本日までに、1組で巣立ちを確認し、営巣が確認されているペアは、全体で26組、そのうち14組で育雛、11組で抱卵が確認されています。

1 足環装着等を行ったペアについて
(1)個体番号:No.74(2009年生まれ、オス) 及び 足環なし(メス)
(2)実施日:平成28年5月20日(金)
(3)場 所:新潟県佐渡市
(4)経 過:
5月20日午前6時6分頃から環境省職員等6名が営巣地に入り、捕獲作業員がスギの営巣木に登りヒナ4羽を捕獲した。捕獲したヒナを地上に下ろし足環装着及び身体測定等を実施後、ヒナを巣に戻したうえで、7時22分頃に現場から撤収した。
11時10分頃にNo.74(オス)が巣に戻った後、11時45分頃に足環なし(メス)が巣に戻り11時50分頃に同個体がヒナに給餌する様子が確認された。
なお、ヒナの推定日齢は、13日齢から22日齢程度で、個体の足環番号は、No.A49からNo.A52(ただし、No.A52については、ナンバーリングが装着可能な日齢でなかったため補助カラーリングのみを装着)である。

足環装着_01 巣に戻されたヒナ
ヒナの体重測定 巣に戻されたヒナ4羽

2 育雛中止を確認したペアについて
(1)個体番号:No.177(2012年生まれ、オス) 及び No.199(2012年生まれ、メス)
(2)確認日:平成28年5月19日(木)
(3)場 所:新潟県佐渡市
(4)経 過:
このペアは、5月3日にヒナ1羽の死亡が確認された後、5月10日にヒナ2羽が確認されていた。
5月19日午前6時28分頃から7時14分頃にかけてモニタリングチーム(新潟大学職員)が巣の様子を観察したところ、親鳥2羽が交互にヒナ1羽の死体を巣外に落とそうとする様子が確認され、その後2羽とも飛去し巣が空いた状態となったことから、育雛を中止したものと判断した。
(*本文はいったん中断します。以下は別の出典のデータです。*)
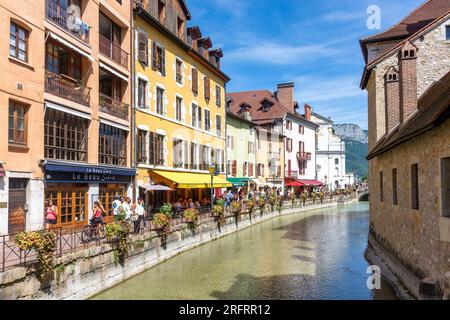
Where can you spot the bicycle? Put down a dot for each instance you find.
(94, 231)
なお、もう1羽のヒナの状況については不明である。
5月17日午前中に巣の様子をビデオカメラで撮影し映像を確認した際には、ヒナ2羽の姿が確認されていた。巣内の観察は困難であり、ヒナの死亡等の理由は不明である。

3 営巣中止を確認したペアについて
(1)個体番号:No.85(2009年生まれ オス) 及び No.93(2009年生まれ メス)
(2)確認日:平成28年5月19日(木)
(3)場 所:新潟県佐渡市
(4)経 過:
このペアは、4月22日に営巣を確認していた。
5月上旬から中旬にかけて2羽で探餌する様子が観察される一方、巣造りを継続し抱卵を開始する様子が確認されず、5月19日11時30分頃から11時45分頃にかけて環境省職員が巣の観察を行った際にも、巣が空いた状態となっているとみられたことから、営巣を中止しているものと判断した。

【繁殖期のトキの観察について】
繁殖期はトキが最も敏感になる季節です。人が巣に近づくとトキが危険を感じて巣を放棄してしまうこともあります。また、 一時的に巣から離れたスキにカラスなどの天敵に卵を奪われてしまう可能性もあります。そのため、トキの子育てが成功することを願って、 ヒナが巣立つ6月ごろまで営巣地への接近などは控えてくださいますよう、ご協力をお願いします。